The half life for the reaction at a given temperature is 5.92x10-2 sec. The reaction kinetics are second order.
1. If the initial concentration of c4h8 is. 5M, what is the rate constant for the reaction?
2. If the initial concentration of c4h8 is. 1M what will be the concentration of the c4h8 after 3.6x 10 sec
Use the integrated equation and substitute the numbers.
To answer the first question, we need to use the second-order rate law equation, which can be written as:
Rate = k * [C4H8]^2
where Rate is the rate of the reaction and [C4H8] is the concentration of butadiene.
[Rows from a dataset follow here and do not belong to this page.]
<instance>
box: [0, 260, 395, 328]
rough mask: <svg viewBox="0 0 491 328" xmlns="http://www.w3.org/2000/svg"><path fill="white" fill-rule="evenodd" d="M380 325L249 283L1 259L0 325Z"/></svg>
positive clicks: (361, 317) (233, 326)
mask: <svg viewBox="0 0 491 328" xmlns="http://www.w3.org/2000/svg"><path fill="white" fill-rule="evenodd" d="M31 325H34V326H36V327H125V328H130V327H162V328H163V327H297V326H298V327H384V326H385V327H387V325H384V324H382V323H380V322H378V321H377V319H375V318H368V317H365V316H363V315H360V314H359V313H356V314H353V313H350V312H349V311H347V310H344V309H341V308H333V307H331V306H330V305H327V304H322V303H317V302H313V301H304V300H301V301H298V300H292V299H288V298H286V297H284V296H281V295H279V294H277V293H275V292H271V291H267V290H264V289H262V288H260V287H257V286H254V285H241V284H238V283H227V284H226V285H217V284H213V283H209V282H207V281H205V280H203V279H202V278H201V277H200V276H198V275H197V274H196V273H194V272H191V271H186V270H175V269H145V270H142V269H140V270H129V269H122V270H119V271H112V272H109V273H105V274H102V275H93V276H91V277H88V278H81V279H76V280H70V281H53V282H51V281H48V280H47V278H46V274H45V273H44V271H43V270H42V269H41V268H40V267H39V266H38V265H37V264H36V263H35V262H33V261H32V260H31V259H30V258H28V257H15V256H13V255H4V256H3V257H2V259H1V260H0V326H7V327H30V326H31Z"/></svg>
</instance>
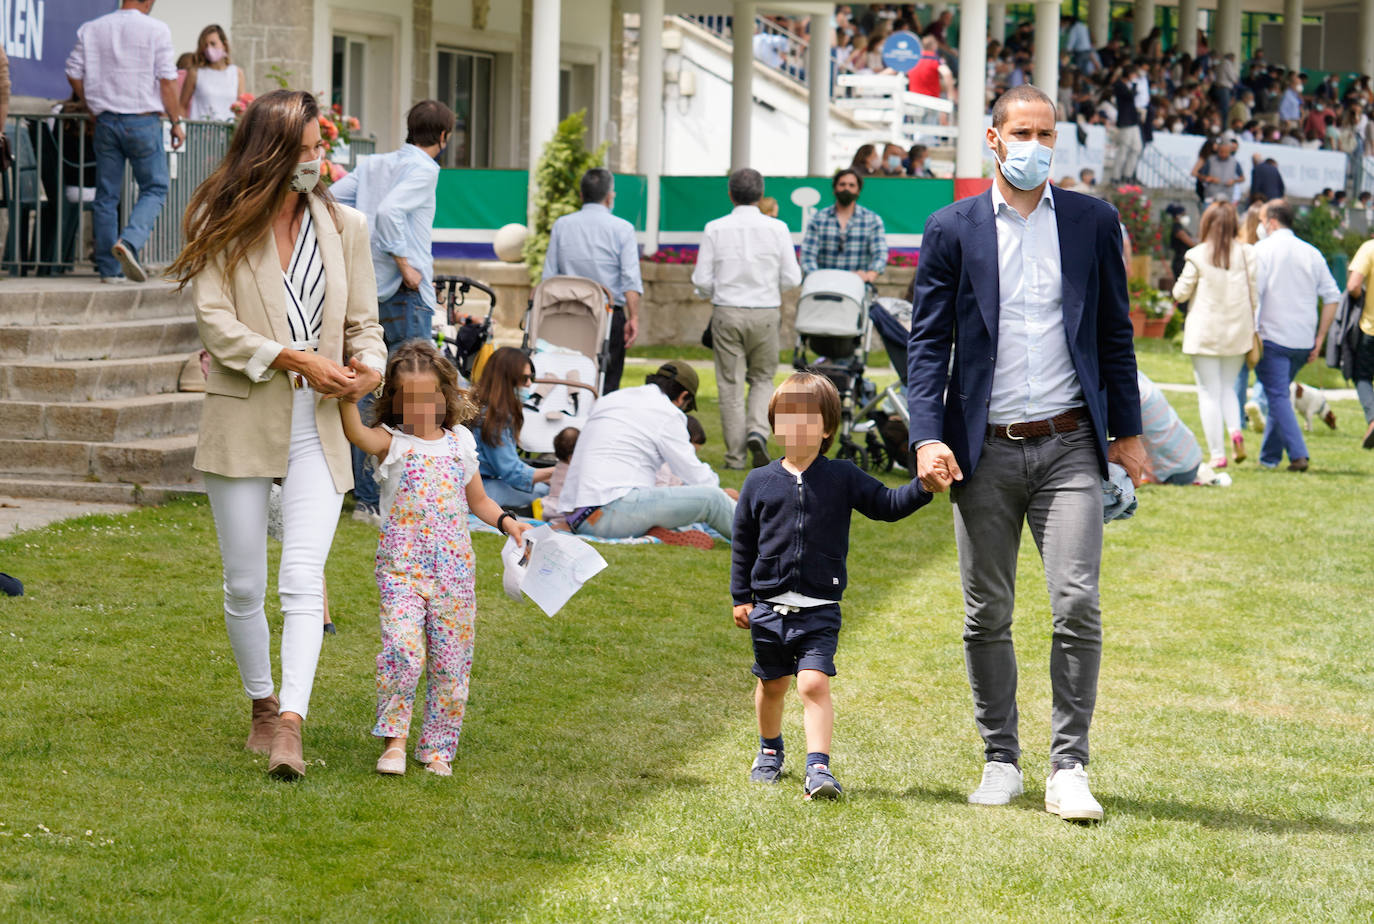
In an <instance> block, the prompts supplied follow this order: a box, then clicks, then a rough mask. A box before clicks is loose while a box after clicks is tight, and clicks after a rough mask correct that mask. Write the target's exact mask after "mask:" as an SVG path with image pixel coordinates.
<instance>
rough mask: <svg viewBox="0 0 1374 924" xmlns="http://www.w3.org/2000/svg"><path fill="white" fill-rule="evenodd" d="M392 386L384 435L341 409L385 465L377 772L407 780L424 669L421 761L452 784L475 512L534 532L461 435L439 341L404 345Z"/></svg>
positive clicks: (376, 661) (420, 340)
mask: <svg viewBox="0 0 1374 924" xmlns="http://www.w3.org/2000/svg"><path fill="white" fill-rule="evenodd" d="M385 381H386V385H385V386H383V389H382V396H381V397H379V399H378V400H376V404H375V411H374V412H375V415H376V426H364V425H363V419H361V417H360V415H359V411H357V404H354V403H352V401H343V403H341V404H339V412H341V414H342V417H343V432H345V433H346V434H348V439H349V441H350V443H352V444H353V445H356V447H357V448H360V450H363V451H364V452H367V454H370V455H375V456H376V458H378V459H379V465H378V466H376V484H378V487H379V488H381V500H382V507H381V513H382V535H381V538H379V539H378V543H376V586H378V588H379V590H381V597H382V653H381V654H378V657H376V725H375V726H374V727H372V734H374V736H375V737H378V738H386V745H385V748H383V751H382V756H381V759H379V760H378V762H376V771H378V773H381V774H387V775H400V774H403V773H405V738H407V736H408V734H409V727H411V712H412V711H414V708H415V693H416V689H418V687H419V681H420V671H425V672H426V674H427V676H429V689H427V690H426V694H425V723H423V726H422V729H420V741H419V745H418V747H416V749H415V759H416V760H419V762H420V763H423V764H425V769H426V770H429V771H430V773H433V774H437V775H440V777H448V775H452V763H453V755H455V753H456V752H458V736H459V731H462V729H463V712H464V711H466V708H467V674H469V671H470V670H471V667H473V623H474V620H475V619H477V597H475V583H477V582H475V571H474V561H473V540H471V536H469V532H467V514H469V511H471V513H475V514H477V517H478V520H481V521H482V522H486V524H489V525H492V527H496V529H497V531H503V532H507V533H508V535H510V538H511V539H514V540H515V542H517V544H518V543H519V542H521V536H522V535H523V532H525V529H526V527H525V524H522V522H521V521H519V520H517V518H515V517H514V516H511V514H510V513H507V511H504V510H502V509H500V506H499V505H497V503H496V502H495V500H492V499H491V498H489V496H486V491H485V489H484V488H482V476H481V474H478V472H477V444H475V441H474V440H473V434H471V432H469V429H467V428H466V426H463V422H464V421H469V419H471V418H473V417H474V415H475V412H477V407H475V406H474V404H473V401H471V399H470V397H469V396H467V392H464V391H463V389H460V388H459V386H458V370H456V369H455V367H453V364H452V363H449V362H448V360H447V359H444V356H441V355H440V352H438V351H437V349H436V348H434V344H431V342H429V341H427V340H411V341H407V342H404V344H401V345H400V347H398V348H397V349H396V351H394V352H393V353H392V358H390V360H389V362H387V366H386V380H385Z"/></svg>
1. To find the rate constant (k) for the reaction, we can rearrange the rate law equation as follows:
Rate / [C4H8]^2 = k
Given that the half-life (t1/2) of the reaction is 5.92 × 10^-2 seconds, we can use the following equation to relate the rate constant to the half-life:
k = 0.693 / t1/2
Plugging in the given half-life value:
k = 0.693 / (5.92 × 10^-2)
k ≈ 11.70 M^-1s^-1
So, the rate constant for the reaction is approximately 11.70 M^-1s^-1.
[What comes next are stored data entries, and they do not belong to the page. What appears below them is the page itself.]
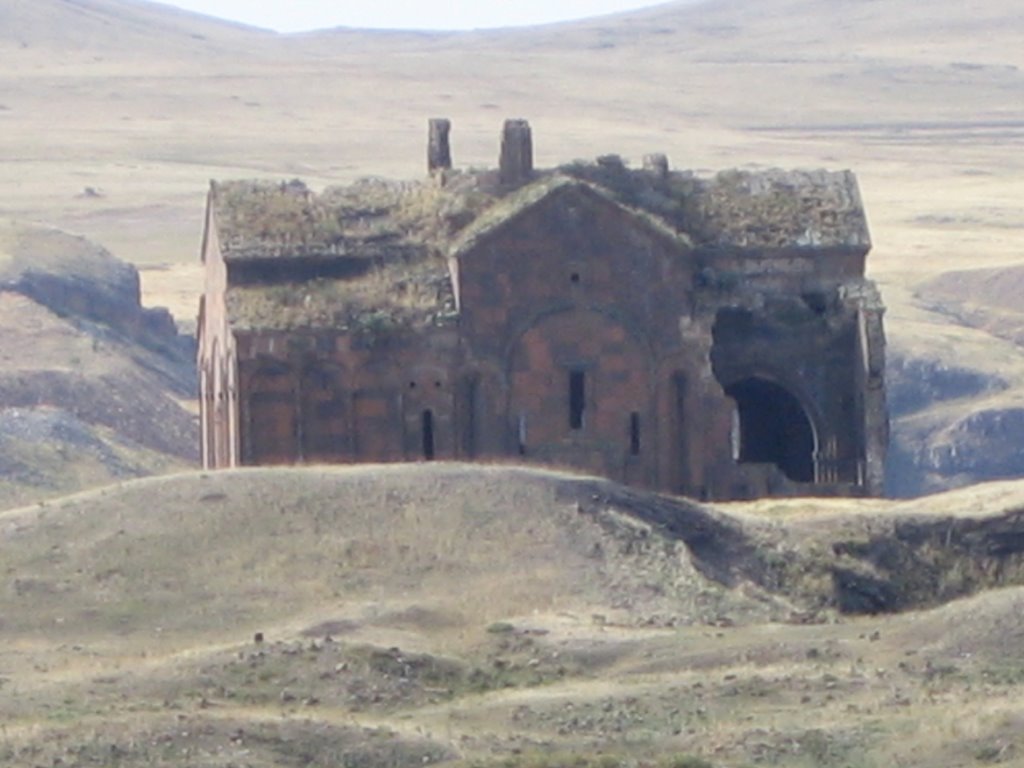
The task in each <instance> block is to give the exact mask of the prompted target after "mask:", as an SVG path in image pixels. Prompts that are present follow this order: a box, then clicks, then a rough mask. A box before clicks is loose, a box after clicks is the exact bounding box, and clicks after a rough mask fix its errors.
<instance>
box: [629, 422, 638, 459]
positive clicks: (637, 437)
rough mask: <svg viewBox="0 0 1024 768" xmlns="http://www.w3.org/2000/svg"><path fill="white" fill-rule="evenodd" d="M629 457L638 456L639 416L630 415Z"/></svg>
mask: <svg viewBox="0 0 1024 768" xmlns="http://www.w3.org/2000/svg"><path fill="white" fill-rule="evenodd" d="M630 455H632V456H640V414H638V413H637V412H636V411H634V412H633V413H632V414H630Z"/></svg>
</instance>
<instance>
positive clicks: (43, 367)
mask: <svg viewBox="0 0 1024 768" xmlns="http://www.w3.org/2000/svg"><path fill="white" fill-rule="evenodd" d="M0 350H2V352H0V356H2V361H3V367H2V370H0V508H7V507H10V506H16V505H18V504H27V503H29V502H30V501H36V500H38V499H43V498H48V497H52V496H60V495H63V494H69V493H72V492H75V490H78V489H80V488H83V487H93V486H95V485H99V484H103V483H105V482H113V481H117V480H123V479H126V478H129V477H138V476H141V475H147V474H153V473H156V472H167V471H173V470H175V469H182V468H184V467H187V466H189V465H191V464H194V462H196V461H197V456H198V451H197V436H196V434H197V428H196V419H195V416H194V415H193V413H191V409H190V404H189V400H191V399H193V398H194V397H195V394H194V392H195V389H196V381H195V379H196V377H195V362H194V359H193V355H194V353H193V346H191V344H190V340H189V339H187V338H183V337H181V336H179V335H178V333H177V330H176V328H175V327H174V323H173V321H172V318H171V316H170V314H169V313H168V312H167V311H166V310H160V309H146V308H144V307H142V306H141V305H140V304H139V286H138V272H137V271H136V270H135V268H134V267H132V266H130V265H129V264H127V263H125V262H123V261H119V260H117V259H115V258H114V257H113V256H112V255H111V254H110V253H109V252H106V251H105V250H103V249H102V248H99V247H97V246H96V245H95V244H93V243H90V242H88V241H86V240H84V239H82V238H77V237H72V236H70V234H68V233H66V232H62V231H60V230H57V229H52V228H47V227H42V226H26V225H22V224H14V223H11V222H6V221H0Z"/></svg>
Now, let's move on to the second question:
2. If the initial concentration of C4H8 is 1M, we can use the integrated rate law equation for a second-order reaction to determine the concentration of C4H8 after a given time (t):
1 / [C4H8]t - 1 / [C4H8]0 = kt
Rearranging the equation, we can solve for [C4H8]t:
[C4H8]t = 1 / (1 / [C4H8]0 + kt)
Given that [C4H8]0 = 1M and t = 3.6 × 10 seconds, we can substitute these values into the equation:
[C4H8]t = 1 / (1 / 1M + (11.70 M^-1s^-1) × (3.6 × 10 seconds))
Calculating this expression:
[C4H8]t ≈ 0.061 M
Therefore, the concentration of C4H8 after 3.6 × 10 seconds will be approximately 0.061 M.